Kaynamayan tencerelerin kuru ateşi desek yerinde bir söz olur. Sebzeler almış başını giderken, rengi ile sözde C vitamini deposu sayılan portakal ve mandalinanın fiyatı 60 TL olmuş! Alabilen vatandaş kurtuldu, alamayanlar ise halk pazarının bitiminde çürük sebzelerden ve meyvelerden geriye kalanları toplama kuyruğuna talim ediyor. Askıda ekmek, askıda yemek derken şimdi de "askıda portakal, elma, mandalina ne zaman olur?" diye merak ediliyor.

Yıllardır "olmaz, olamaz" dediklerimizin katlanarak büyüdüğü bir ülkede yaşıyoruz. Öte yandan, Sayın Bakan Şimşek’in ortaya attığı vergi dilimlerinin nitelikleri açıklandığında, gerçekten nereden nereye geldiğimiz öylesine belirgin bir halde karşımıza çıkıyor ki! Milletin zekâsı ile aklı birbiriyle karışıyor. Bütçe görüşmelerinde Diyanet İşleri Başkanlığı’nın bütçesi bilmem nereden nereye çıkartılmış, ama kimsenin umurunda değil. Bütçesi altı bakanlığın bütçesinden de büyük olduğu ortadayken! Kimin umurunda?

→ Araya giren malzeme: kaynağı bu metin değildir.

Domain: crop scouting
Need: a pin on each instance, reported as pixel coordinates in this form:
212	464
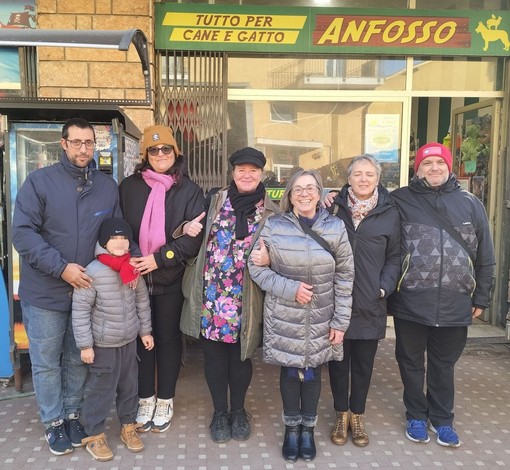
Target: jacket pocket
405	267
187	279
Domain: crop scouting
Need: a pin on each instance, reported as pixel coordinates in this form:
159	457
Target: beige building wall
96	74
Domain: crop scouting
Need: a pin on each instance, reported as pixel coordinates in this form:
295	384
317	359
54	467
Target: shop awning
98	39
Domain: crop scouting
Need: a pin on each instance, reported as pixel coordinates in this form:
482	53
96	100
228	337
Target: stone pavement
482	421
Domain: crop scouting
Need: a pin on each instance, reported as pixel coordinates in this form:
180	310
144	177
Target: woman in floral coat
223	307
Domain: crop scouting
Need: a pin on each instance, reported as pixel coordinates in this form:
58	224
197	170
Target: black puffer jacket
439	284
182	203
376	249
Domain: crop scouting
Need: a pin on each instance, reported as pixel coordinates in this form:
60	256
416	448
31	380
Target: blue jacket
56	221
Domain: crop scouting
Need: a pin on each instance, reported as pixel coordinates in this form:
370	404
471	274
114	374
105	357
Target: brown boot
359	435
339	432
129	436
98	447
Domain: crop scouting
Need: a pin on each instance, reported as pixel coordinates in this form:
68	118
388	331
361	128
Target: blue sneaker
57	438
446	436
75	430
417	431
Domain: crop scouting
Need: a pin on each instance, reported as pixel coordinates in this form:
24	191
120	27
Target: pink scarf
152	229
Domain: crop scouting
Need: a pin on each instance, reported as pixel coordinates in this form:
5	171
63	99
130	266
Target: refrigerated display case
33	145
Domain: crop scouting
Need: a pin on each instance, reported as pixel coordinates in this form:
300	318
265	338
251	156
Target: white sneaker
163	415
146	407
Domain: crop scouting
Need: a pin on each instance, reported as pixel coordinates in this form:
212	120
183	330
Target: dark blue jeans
58	372
300	398
443	346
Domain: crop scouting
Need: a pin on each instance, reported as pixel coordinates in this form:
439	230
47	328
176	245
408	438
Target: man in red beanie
447	274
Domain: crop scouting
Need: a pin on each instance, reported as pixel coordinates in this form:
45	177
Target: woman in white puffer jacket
307	307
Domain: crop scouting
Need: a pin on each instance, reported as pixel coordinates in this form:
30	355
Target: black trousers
300	398
163	363
112	377
443	346
357	365
224	372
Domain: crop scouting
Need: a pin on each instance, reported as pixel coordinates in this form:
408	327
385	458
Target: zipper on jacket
123	295
441	266
308	308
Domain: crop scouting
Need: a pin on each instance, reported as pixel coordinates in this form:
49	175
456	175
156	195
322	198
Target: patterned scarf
360	208
152	229
121	265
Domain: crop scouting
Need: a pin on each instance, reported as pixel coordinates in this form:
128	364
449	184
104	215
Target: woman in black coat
160	203
373	226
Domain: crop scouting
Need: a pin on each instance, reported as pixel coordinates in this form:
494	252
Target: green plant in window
471	147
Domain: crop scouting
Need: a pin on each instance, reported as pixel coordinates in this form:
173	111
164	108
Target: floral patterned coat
252	295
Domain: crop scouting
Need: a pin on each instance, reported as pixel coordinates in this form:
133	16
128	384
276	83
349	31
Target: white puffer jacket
109	314
296	335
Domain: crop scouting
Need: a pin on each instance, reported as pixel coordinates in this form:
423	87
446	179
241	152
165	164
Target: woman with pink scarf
157	201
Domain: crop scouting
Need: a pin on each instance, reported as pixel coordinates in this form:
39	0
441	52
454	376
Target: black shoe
57	438
290	448
220	427
307	444
75	432
240	422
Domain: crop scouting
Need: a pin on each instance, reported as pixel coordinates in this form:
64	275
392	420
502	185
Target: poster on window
14	14
381	136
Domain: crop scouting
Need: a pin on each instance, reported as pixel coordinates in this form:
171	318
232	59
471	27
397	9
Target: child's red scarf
121	265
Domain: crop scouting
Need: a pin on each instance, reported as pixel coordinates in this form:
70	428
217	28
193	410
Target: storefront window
457	74
318	135
317	73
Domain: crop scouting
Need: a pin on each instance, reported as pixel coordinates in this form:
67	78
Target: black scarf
244	205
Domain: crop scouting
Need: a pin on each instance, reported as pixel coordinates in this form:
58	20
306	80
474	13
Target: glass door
475	153
475	146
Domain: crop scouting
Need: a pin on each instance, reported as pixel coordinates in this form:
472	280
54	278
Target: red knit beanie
433	149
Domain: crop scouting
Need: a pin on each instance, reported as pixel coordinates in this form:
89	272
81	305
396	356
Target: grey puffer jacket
109	314
296	335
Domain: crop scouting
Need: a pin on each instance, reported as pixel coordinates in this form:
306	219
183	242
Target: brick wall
95	73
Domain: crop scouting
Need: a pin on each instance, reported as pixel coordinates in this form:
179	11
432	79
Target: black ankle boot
307	444
290	449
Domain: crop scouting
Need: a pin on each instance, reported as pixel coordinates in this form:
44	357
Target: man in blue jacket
447	273
56	222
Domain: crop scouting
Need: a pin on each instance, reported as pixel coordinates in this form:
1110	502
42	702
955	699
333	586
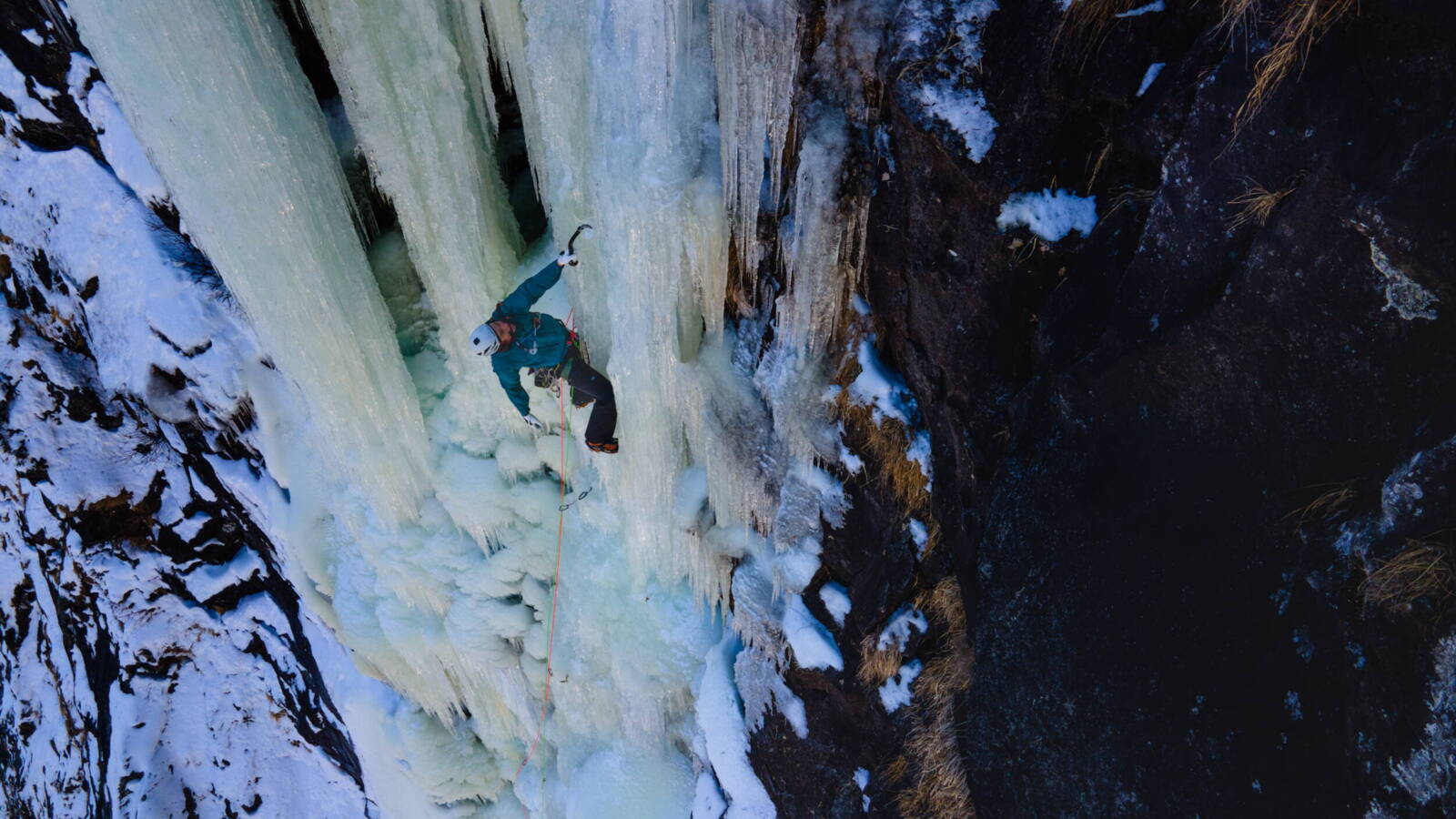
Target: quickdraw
581	497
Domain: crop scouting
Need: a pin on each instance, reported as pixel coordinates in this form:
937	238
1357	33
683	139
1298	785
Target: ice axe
571	244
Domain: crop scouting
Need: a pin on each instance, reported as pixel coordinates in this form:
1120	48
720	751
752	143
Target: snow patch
813	644
965	111
1149	76
900	627
720	717
1402	293
12	86
1050	215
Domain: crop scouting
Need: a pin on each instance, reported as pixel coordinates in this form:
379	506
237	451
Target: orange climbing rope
555	591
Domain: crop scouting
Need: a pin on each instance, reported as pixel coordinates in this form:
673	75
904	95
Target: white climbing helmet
484	339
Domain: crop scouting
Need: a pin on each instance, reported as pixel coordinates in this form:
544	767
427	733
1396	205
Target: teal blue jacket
541	339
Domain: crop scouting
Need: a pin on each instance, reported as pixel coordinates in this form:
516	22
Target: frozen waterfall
420	516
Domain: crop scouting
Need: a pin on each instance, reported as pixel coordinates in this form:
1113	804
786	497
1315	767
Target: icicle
271	208
756	48
407	95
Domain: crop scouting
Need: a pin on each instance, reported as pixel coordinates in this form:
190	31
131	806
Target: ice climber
514	339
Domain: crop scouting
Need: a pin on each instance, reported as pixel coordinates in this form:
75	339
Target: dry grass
1421	570
1256	205
885	443
1329	506
939	785
1091	19
877	665
1299	26
1130	196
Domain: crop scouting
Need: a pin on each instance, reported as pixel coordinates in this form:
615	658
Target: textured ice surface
420	519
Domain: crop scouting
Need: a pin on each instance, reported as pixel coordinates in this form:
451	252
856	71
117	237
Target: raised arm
529	292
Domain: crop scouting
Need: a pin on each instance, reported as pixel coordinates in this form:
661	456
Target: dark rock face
1128	426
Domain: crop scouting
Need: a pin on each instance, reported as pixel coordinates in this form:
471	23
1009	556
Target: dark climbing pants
594	385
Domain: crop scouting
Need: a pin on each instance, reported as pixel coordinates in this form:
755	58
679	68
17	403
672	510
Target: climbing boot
609	446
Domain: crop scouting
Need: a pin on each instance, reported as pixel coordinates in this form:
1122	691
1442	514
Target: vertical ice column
623	137
756	50
424	126
216	95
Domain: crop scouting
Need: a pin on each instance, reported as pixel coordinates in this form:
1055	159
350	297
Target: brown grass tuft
1423	569
1089	19
895	770
1257	205
1130	196
939	784
885	443
887	446
1329	506
877	665
1300	25
1237	15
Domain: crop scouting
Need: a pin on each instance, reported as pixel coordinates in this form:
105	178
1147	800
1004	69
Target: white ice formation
419	518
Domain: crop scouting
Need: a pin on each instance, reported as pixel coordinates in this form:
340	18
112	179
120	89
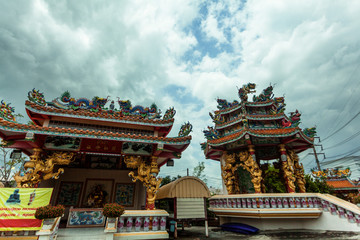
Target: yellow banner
18	205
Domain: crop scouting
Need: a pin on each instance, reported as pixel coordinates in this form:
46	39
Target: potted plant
48	211
356	200
51	216
112	211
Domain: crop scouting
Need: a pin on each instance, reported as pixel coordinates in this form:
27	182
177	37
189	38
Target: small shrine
248	134
95	151
339	180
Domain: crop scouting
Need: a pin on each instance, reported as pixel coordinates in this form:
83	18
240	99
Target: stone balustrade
285	203
149	224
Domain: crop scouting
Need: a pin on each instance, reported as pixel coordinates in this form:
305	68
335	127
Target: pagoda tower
82	142
249	134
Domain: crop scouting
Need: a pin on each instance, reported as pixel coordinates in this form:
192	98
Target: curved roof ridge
166	191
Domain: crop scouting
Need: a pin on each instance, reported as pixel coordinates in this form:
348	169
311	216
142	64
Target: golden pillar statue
147	174
228	173
287	166
298	171
248	162
38	170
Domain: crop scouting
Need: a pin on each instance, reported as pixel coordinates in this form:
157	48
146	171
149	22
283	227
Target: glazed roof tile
248	104
255	132
18	127
31	106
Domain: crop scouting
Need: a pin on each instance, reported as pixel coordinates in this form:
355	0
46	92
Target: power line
335	99
344	141
355	150
342	127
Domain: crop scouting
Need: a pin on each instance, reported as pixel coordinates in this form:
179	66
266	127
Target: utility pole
316	159
315	154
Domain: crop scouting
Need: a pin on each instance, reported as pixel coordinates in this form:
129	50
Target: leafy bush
113	210
49	212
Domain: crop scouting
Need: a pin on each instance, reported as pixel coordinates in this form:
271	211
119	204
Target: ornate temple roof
25	128
66	106
89	127
32	107
261	122
342	184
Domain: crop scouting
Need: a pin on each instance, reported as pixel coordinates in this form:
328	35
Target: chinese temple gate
87	151
249	134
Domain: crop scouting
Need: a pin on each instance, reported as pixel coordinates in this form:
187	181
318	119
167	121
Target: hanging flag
18	206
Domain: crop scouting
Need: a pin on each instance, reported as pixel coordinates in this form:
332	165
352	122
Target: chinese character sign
18	206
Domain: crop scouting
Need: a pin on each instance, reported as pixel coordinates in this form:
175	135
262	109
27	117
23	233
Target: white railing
143	223
325	202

Emeklisi, memuru, işçisi, köylüsü hatta öğretmenleri bile çarpan yüksek enflasyonun altında eziliyor. Seslerini çıkarmak bir yana, takatsizlikten nefes bile alamıyorlar.

Onun içindir ki sanatçılarımız, bize ne yazdan ne kıştan gelecek bir esinti kaldı. Sadece yolun sonu görünüyor. Portakal olmuş 60 TL, gerisini siz düşünün... Gücü olan yürüsün, durmak yok! Gücü olmayan uzaktan baksın, beklesin... Askıda portakal yoldadır...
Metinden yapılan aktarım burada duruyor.